A recent editorial, “Ears to hear” (T.N.M., Nov. 23-29/98), commented on Premier Glen Clark’s efforts to launch British Columbia into high-tech industries. This reminds me of the proposal put forward about 10 years ago by then-governor of Arizona Bruce Babbitt, now secretary of the interior.
Babbitt’s plan was to convert the cities of Phoenix and Tuscon into “high-tech” centres and the rest of the state into a de facto park to provide weekend recreation to these high-tech workers. No more mining, logging or ranching; just nice, green parks for the high-techies and vistas untouched by any person or industry.

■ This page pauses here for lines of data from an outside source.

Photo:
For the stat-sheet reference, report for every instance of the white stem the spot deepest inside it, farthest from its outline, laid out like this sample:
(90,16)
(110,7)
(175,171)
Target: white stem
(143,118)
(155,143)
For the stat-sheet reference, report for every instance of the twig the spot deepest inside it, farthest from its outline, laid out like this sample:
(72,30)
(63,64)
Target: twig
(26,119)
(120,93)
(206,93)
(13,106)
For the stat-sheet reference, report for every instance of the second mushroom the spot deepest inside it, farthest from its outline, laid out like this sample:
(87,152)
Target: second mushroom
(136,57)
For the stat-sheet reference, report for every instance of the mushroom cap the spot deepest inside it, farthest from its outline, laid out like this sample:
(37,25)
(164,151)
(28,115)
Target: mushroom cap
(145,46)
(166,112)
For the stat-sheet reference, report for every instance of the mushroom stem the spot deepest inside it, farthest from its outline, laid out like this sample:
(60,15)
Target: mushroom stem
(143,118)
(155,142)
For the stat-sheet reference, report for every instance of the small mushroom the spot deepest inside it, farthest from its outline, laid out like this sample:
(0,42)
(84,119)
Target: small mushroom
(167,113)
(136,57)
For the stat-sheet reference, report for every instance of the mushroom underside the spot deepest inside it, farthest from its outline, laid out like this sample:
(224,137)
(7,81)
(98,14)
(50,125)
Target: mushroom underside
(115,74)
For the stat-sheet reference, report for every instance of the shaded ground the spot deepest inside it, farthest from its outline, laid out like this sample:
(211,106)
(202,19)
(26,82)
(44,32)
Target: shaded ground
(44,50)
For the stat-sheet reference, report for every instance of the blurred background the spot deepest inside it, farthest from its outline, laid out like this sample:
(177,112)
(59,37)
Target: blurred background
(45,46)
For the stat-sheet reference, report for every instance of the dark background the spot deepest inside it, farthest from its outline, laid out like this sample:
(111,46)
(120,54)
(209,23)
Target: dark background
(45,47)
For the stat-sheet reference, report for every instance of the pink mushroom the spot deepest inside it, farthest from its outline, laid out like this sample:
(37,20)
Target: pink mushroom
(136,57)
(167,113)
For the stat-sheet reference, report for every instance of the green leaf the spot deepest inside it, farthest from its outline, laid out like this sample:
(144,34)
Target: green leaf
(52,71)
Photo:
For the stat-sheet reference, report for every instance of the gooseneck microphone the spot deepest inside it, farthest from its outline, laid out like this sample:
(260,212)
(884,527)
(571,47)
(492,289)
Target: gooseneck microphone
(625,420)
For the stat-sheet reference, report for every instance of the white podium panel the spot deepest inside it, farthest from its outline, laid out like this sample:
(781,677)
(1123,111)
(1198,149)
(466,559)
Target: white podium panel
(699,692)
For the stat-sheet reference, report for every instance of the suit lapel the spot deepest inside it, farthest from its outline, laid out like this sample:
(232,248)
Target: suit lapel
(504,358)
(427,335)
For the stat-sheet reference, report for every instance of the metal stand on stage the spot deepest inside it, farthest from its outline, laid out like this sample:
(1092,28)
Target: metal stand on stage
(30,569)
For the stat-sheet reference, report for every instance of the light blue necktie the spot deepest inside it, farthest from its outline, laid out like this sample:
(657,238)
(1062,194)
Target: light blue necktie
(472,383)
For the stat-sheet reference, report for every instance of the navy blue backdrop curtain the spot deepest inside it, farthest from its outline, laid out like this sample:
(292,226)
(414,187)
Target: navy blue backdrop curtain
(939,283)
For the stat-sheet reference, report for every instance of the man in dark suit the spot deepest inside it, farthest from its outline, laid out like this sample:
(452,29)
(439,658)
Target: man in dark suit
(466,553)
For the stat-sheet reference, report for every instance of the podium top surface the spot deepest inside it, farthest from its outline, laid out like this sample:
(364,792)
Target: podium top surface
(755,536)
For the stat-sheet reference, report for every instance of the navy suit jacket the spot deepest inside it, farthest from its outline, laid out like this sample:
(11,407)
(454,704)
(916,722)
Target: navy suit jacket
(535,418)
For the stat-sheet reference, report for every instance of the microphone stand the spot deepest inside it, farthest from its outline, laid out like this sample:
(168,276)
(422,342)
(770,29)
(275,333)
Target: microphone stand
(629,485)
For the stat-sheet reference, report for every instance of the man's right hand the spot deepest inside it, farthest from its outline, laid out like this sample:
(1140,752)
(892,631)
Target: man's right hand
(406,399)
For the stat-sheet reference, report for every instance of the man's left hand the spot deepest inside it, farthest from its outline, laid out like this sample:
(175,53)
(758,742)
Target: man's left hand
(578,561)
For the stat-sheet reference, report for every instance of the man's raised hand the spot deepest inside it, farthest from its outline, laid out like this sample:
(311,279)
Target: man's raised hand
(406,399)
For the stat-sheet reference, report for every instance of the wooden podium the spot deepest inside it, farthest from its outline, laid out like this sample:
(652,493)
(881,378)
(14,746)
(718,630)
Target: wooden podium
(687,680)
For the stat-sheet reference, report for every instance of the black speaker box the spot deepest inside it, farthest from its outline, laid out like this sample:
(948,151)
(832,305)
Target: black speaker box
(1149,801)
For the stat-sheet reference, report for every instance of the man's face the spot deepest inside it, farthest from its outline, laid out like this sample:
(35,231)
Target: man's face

Mining in Arizona decreased while growth of the high-tech industry increased, but not exactly as imagined by Babbitt. What Arizona received was an increase in minimum-wage, assembly-line work, not the design engineering or entrepreneurial derring-do of Silicon Valley in California or Route 128 near Boston. What Babbitt, and I suspect Clark, overlooked is that the infrastructure required for a truly high-tech industry includes world-class research facilities — such as Stanford, Berkley, M.I.T. — and a local venture capital industry ready to back engineering innovations with high-risk equity investment. Both Arizona and British Columbia have quality universities, but has the government of either jurisdiction actually provided the resources that are needed to support first-class research?
What economic advice should the governor and premier receive? For starters, killing a high-wattage industry in favor of one comprising low-wage, assembly-line work is economic hara-kiri. All economic opportunities must be seized at flood tide, lest they evaporate before the eyes of our politicians.